Als mögliche Kontraindikationen gelten neben Frakturen im Nasen- und Gesichtsbereich und Obstruktionen im Ösophagus auch schwere Störungen der Blutgerinnung und Thrombopenien. Komplikationen der Sondenanlage sind Schleimhautläsionen, Intubation und ggf. Perforation der Lunge sowie Blutungen. Bei Veränderungen im Ösophagus wie Varizen oder Strikturen ist die Indikation streng abzuwägen und erfordert ggf. ein gemeinsames Vorgehen mit dem Gastroenterologen (Endoskopie). Die Gefahr von Aspirationen bei Beschicken der Sonde ist bei der gastralen Lage höher als bei postpylorischer Anlage.
Der Goldstandard der Anlage einer postpylorischen Sonde ist die endoskopisch gestützte Prozedur.
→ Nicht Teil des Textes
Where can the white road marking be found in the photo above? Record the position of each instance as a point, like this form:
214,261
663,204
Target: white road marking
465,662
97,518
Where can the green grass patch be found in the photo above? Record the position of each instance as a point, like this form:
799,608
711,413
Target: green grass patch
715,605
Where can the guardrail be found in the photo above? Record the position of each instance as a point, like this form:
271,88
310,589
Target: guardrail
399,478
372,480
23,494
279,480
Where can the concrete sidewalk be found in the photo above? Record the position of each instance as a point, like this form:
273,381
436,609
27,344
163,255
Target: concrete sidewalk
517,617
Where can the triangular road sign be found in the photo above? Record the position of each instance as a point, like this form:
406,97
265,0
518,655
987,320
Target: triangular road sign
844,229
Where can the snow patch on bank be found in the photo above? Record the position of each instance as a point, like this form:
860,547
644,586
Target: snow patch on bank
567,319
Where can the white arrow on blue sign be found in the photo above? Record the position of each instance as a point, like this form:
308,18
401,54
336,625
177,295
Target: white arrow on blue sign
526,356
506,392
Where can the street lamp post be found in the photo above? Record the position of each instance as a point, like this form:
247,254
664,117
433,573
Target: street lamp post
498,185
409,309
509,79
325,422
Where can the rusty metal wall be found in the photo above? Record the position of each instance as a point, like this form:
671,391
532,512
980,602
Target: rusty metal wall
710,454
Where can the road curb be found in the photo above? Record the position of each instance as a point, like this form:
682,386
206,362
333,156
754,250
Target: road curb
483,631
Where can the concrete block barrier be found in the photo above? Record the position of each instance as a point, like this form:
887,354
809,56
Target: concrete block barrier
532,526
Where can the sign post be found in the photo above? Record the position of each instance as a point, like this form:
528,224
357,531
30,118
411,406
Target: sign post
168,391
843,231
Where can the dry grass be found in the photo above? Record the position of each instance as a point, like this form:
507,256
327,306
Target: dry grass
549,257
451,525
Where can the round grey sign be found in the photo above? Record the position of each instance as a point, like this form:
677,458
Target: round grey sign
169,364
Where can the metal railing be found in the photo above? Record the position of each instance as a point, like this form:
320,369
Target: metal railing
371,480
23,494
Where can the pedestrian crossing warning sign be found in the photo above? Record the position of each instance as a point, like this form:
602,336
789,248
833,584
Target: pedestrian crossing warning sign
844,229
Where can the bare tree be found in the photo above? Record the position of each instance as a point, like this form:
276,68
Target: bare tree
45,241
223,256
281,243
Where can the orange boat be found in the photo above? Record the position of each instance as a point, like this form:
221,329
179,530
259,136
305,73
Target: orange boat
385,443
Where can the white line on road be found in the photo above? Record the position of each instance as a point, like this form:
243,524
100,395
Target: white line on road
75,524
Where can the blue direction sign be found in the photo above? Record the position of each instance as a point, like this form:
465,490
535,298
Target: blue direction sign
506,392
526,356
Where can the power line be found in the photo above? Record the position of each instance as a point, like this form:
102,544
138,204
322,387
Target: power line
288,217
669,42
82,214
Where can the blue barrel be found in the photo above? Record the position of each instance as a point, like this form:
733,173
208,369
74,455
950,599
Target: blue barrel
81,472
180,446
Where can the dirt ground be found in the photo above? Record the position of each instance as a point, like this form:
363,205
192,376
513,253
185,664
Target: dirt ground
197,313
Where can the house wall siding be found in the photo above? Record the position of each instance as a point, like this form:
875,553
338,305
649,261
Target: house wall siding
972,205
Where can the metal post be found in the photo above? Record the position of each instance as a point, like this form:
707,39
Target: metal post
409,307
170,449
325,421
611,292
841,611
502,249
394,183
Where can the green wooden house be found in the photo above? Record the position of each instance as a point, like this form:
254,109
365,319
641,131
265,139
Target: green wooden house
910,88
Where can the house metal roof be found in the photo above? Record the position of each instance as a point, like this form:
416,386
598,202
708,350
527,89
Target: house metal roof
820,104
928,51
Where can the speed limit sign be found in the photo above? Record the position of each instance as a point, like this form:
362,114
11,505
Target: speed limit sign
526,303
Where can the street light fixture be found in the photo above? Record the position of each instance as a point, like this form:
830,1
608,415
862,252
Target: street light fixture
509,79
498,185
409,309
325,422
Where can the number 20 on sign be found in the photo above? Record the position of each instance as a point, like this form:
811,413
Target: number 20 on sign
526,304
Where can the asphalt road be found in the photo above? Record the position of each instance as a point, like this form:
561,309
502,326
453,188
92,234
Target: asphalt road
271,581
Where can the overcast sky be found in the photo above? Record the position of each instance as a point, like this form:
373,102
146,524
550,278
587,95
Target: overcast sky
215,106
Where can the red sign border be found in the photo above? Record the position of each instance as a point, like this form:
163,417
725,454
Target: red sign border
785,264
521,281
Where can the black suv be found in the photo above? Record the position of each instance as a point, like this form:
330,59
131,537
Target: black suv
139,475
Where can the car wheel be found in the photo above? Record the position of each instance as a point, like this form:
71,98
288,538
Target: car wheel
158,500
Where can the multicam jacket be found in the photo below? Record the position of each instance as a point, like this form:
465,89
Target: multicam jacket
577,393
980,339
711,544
Alternativ kann die Sonde auch radiologisch gestützt eingebracht werden. Neben einfachen postpylorischen Sonden gibt es Mehrlumensonden, die neben einem distalen Lumen zur Ernährung ein proximales (gastrales) Lumen zur Entlastung bieten. Nasoenterische Sonden besitzen oft einen geringen Innendurchmesser und müssen dann mittels Ernährungspumpen beschickt werden.
Als weitere Alternative sind Sonden verfügbar, die durch ihre Konstruktion mittels Motilität des Magens und Darms das distale Ende selbsttätig in den postpylorischen Dünndarm befördern. Diese Sonden besitzen beispielsweise ein spiralförmiges Ende, ein mit Gewichten beschwertes Ende oder weiche Widerborsten, die den postpylorischen Transport ermöglichen sollen. In einer kleinen Studie an Intensivpatienten, bei denen trotz pharmakologischer Motilitätssteigerung keine ausreichende enterale Ernährung möglich war, war die „blinde“ Anlage einer Sonde mit Widerborsten der endoskopisch gestützten Anlage unterlegen (Holzinger et al. 2009).

Perkutane Sonden

Eine perkutane endoskopische Gastrostomie (PEG) ermöglicht enteral eine langfristige Ernährung des Patienten. Sie wird endoskopisch gestützt angelegt. Zunächst wird mittels Diaphanoskopie ein möglicher Punktionsort ermittelt. Nach erfolgter transkutaner Punktion wird ein Faden nach oral gezogen und eine Sonde daran befestigt. Diese Sonde wird mittels des Fadens in den Magen und durch die Haut gezogen.
Intraoperativ oder in ähnlicher Technik wie eine PEG kann auch eine Jejunostomie anlegt (PEJ) werden. Eine weitere Möglichkeit, eine postpylorische Ernährung zu ermöglichen, besteht in der Wandlung einer bestehenden PEG. Mittels einer Verlängerung („jejunal extension tube“; JET) kann durch eine PEG endoskopisch oder radiologisch gestützt das distale Ende der Sonde in das Jejunum eingebracht werden (JET-PEG).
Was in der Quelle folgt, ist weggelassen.